Posted on Dec 16th, 2007 by Marisa : Web producer Marisa
This is in Response to the Questions and Reflections for December 11, 2007:

I think I've been thinking for myself for most of my life. Growing up, the only ones who really influenced the way I thought were my parents. During most of my childhood we lived in a "subrural" community, not quite in the boondocks but far enough away from everything that it was a hassle for me to visit friends. There were no kids around who were my age, so I played with my younger brother nearly every day until I hit my teens. So it's not like I was getting pressure from other kids.

At school, I was "assigning" myself projects as early as first grade, when I designed two projects about the solar system and about butterflies. In first grade I also wrote the first story I remember writing, about a penguin, because I forgot to do my book report homework. I continued to write stories and I still do, and in a way, *that* alone is thinking for myself.

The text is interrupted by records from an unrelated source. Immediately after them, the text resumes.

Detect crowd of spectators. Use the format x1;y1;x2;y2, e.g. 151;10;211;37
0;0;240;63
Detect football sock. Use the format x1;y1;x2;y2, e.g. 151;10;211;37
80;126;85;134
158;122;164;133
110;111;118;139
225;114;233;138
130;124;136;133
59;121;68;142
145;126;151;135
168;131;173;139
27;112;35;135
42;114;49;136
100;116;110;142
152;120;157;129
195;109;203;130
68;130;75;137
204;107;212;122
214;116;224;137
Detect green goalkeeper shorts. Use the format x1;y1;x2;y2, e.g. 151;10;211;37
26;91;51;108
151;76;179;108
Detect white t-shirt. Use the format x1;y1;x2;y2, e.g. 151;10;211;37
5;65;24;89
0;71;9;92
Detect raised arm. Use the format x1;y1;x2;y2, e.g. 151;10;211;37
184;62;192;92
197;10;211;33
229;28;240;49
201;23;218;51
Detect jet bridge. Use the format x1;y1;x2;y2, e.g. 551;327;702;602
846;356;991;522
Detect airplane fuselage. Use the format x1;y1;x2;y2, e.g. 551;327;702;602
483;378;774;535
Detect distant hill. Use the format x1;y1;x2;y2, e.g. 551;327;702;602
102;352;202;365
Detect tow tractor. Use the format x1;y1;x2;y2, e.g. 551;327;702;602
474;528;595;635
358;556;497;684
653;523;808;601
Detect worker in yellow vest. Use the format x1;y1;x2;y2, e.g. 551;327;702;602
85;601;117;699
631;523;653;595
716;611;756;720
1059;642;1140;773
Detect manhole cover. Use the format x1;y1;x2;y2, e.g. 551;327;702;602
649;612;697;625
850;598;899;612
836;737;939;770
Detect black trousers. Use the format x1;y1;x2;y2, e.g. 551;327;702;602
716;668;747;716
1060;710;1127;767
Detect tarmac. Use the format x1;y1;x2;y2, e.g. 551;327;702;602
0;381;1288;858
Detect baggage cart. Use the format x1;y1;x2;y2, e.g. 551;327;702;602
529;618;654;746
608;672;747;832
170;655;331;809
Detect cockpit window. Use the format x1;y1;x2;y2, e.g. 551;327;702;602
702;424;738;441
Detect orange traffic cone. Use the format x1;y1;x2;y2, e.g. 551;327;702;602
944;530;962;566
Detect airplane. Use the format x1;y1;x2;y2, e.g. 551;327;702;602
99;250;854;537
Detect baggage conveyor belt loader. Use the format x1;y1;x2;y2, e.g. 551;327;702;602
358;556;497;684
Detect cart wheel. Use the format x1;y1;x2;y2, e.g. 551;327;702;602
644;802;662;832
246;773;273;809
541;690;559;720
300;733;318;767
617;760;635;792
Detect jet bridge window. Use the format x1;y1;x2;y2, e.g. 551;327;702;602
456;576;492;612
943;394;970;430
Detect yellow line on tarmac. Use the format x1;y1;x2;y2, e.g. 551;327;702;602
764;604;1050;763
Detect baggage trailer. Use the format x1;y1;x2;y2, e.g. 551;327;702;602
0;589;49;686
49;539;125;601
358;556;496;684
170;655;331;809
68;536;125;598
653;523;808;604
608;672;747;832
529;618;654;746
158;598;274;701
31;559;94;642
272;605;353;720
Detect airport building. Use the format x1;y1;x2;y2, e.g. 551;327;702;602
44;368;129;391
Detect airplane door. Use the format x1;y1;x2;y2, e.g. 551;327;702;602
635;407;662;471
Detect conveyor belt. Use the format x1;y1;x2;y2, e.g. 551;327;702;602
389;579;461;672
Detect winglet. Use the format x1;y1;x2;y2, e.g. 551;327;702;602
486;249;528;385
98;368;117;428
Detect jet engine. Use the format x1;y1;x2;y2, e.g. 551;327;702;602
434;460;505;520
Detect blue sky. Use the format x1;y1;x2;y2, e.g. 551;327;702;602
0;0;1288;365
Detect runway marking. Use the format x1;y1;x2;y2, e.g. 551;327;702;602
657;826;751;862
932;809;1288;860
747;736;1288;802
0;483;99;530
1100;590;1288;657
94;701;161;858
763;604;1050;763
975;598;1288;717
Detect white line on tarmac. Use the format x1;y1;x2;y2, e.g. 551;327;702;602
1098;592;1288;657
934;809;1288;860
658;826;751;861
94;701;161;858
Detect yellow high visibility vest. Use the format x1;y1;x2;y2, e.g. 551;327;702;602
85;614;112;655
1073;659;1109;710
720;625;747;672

I've always been a creative person who comes up with ideas, plays pretend, and gets restless when I have nothing to do. So by inventing things to keep me occupied, I was thinking for myself. I guess you could say I "learned" this when I was encouraged and praised by the adults in my life (parents, teachers, family) to grow creatively.

EDIT:
Upon more thought...

I learned how to think for myself spiritually because my parents never enforced any kind of dogma on me. We went to church until I was seven (Episcopalian) but all I remember was going into the back room to play with the other kids because the service was sooooo boring. The only other church services I went to were funerals, and I found them offensive. Both of the funerals in my memory included the pastor/preacher/whateverman saying "If you need some help in this time of grief, come to this church"! It was like a banner ad on a casket. Disgusting.

No one ever told me Jesus died for my sins until I was too old to believe it anymore.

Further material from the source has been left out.